Федор Кнорре - Никому, никогда
Жалоба
Напишите нам, и мы в срочном порядке примем меры.
Федор Кнорре - Никому, никогда краткое содержание
Никому, никогда читать онлайн бесплатно
Кнорре Федор
Никому, никогда
Федор Федорович Кнорре
Никому, никогда...
Конечно, он прекрасно слышал, как в соседней комнате ходят и разговаривают, пьют чай - звякают ложки, и чашки стучат о блюдца, - слышал, как под самым окном петух захлопал крыльями, набираясь духу, прежде чем закукарекать. Знал, что вот-вот войдет его будить мама, но все-таки лежал, чувствуя яркий свет сквозь закрытые веки, и почти спал. Ему не хотелось вылезать из сна, ему там было хорошо, руки в ноги не желали шевелиться, вязли в чем-то густом и тягучем, как оса в меду.
Мама быстро вошла, стала тормошить, сдернула с него простыню, и он обиженно бурчал, притворно изображая, что его мучают.
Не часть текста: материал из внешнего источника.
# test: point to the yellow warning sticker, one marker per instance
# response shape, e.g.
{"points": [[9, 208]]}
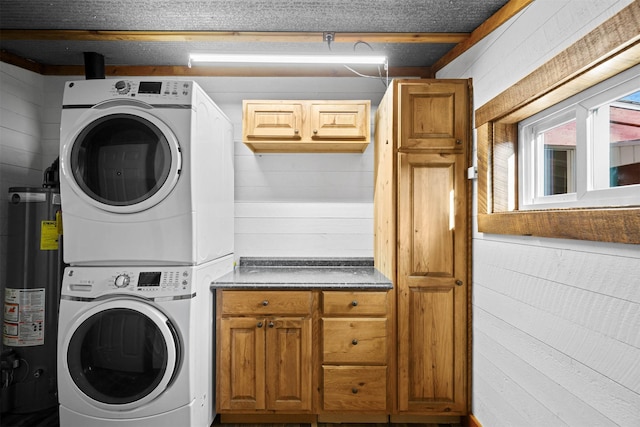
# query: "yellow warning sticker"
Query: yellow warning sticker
{"points": [[49, 236]]}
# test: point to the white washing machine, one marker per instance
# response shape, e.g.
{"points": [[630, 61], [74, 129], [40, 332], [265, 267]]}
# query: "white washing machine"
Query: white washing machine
{"points": [[136, 345], [146, 167]]}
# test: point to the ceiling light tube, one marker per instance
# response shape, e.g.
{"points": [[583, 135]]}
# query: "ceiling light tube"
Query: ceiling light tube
{"points": [[287, 58]]}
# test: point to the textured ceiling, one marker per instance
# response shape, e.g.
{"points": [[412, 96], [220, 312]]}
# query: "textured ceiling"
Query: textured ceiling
{"points": [[361, 16]]}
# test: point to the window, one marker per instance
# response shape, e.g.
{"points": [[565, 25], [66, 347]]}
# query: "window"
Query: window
{"points": [[584, 151], [608, 50]]}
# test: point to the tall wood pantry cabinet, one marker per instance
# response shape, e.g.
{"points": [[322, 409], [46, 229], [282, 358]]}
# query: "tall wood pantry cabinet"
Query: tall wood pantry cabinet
{"points": [[421, 203]]}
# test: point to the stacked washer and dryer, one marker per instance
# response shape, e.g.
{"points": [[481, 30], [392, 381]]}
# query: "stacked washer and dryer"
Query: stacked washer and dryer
{"points": [[146, 185]]}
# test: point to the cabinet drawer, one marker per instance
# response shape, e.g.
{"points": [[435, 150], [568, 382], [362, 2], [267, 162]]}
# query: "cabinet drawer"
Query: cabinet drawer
{"points": [[355, 388], [266, 302], [354, 303], [360, 341]]}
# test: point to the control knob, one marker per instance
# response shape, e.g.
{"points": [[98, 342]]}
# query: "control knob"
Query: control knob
{"points": [[122, 87], [122, 281]]}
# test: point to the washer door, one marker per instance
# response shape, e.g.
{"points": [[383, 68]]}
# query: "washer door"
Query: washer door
{"points": [[122, 354], [122, 159]]}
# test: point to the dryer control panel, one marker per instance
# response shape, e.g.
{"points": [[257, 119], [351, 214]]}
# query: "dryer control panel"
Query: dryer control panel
{"points": [[149, 282], [87, 93]]}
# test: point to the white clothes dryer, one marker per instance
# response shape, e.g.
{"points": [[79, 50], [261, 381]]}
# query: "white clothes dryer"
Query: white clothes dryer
{"points": [[146, 174], [136, 345]]}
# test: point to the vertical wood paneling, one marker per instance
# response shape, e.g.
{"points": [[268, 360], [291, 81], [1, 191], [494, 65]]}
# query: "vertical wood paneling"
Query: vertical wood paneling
{"points": [[555, 322], [20, 139]]}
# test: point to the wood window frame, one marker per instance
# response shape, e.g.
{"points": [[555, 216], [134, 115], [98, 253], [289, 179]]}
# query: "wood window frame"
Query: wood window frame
{"points": [[609, 49]]}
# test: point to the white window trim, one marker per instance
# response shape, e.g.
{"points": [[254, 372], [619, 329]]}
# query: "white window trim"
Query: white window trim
{"points": [[589, 184]]}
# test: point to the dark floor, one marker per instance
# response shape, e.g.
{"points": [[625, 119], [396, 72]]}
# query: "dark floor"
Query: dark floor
{"points": [[49, 418], [46, 418]]}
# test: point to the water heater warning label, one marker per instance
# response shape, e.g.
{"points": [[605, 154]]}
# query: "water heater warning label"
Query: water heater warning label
{"points": [[49, 236], [23, 317]]}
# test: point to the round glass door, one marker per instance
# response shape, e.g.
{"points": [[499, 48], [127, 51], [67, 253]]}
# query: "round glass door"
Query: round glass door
{"points": [[123, 354], [124, 162]]}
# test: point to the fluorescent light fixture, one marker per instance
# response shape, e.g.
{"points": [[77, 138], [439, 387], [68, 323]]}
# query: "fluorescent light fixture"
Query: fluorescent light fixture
{"points": [[260, 58]]}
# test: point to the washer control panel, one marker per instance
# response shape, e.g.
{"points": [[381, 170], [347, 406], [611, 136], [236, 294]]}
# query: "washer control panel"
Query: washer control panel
{"points": [[145, 281]]}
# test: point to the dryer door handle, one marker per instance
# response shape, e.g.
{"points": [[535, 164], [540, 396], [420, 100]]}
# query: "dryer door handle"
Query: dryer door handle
{"points": [[110, 103]]}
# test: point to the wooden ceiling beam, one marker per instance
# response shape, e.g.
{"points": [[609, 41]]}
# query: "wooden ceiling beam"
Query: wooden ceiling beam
{"points": [[276, 71], [229, 36]]}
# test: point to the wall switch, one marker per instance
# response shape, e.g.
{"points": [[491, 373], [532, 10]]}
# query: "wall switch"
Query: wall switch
{"points": [[472, 173]]}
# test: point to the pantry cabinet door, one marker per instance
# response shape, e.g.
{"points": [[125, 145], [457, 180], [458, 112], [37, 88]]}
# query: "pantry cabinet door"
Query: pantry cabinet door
{"points": [[432, 283]]}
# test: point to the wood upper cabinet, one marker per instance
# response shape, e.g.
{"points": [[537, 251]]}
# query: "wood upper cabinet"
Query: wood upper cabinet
{"points": [[339, 120], [421, 214], [265, 352], [272, 120], [306, 126], [434, 115]]}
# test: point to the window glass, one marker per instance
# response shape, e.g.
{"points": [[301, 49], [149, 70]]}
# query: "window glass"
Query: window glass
{"points": [[559, 147], [624, 136], [584, 151]]}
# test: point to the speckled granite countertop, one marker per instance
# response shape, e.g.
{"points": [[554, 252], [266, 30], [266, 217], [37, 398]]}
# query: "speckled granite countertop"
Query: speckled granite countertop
{"points": [[304, 273]]}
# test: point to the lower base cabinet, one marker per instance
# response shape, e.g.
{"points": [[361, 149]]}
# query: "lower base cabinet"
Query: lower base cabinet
{"points": [[265, 352], [285, 356]]}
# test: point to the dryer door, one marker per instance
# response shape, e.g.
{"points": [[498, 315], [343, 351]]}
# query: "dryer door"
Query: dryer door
{"points": [[122, 159], [122, 354]]}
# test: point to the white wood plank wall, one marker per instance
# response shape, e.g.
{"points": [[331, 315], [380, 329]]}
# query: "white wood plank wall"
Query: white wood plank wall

- Просыпайся, просыпайся, вставав сейчас же, слышишь, Егорка! Мы уезжаем, чай на столе, все остынет, к речке без нас не ходи, обед на кухне накрыт полотенцем, мы уехали, ты остаешься один, мы сегодня постараемся пораньше!..
В спешке мама чмокнула его в щеку. Вышло похоже на тот короткий, писклявый звук, когда, послюнив палец, она пробовала, нагрелся ли утюг.
Звякнули, задребезжав, стекляшки - значит, захлопнулась дверь на террасе. А вот я щеколда брякнула два раза: сначала ее подняли, а потом когда она защелкнула уже захлопнутую калитку. Егор остался один в доме. И сейчас же соскочил с постели на пол.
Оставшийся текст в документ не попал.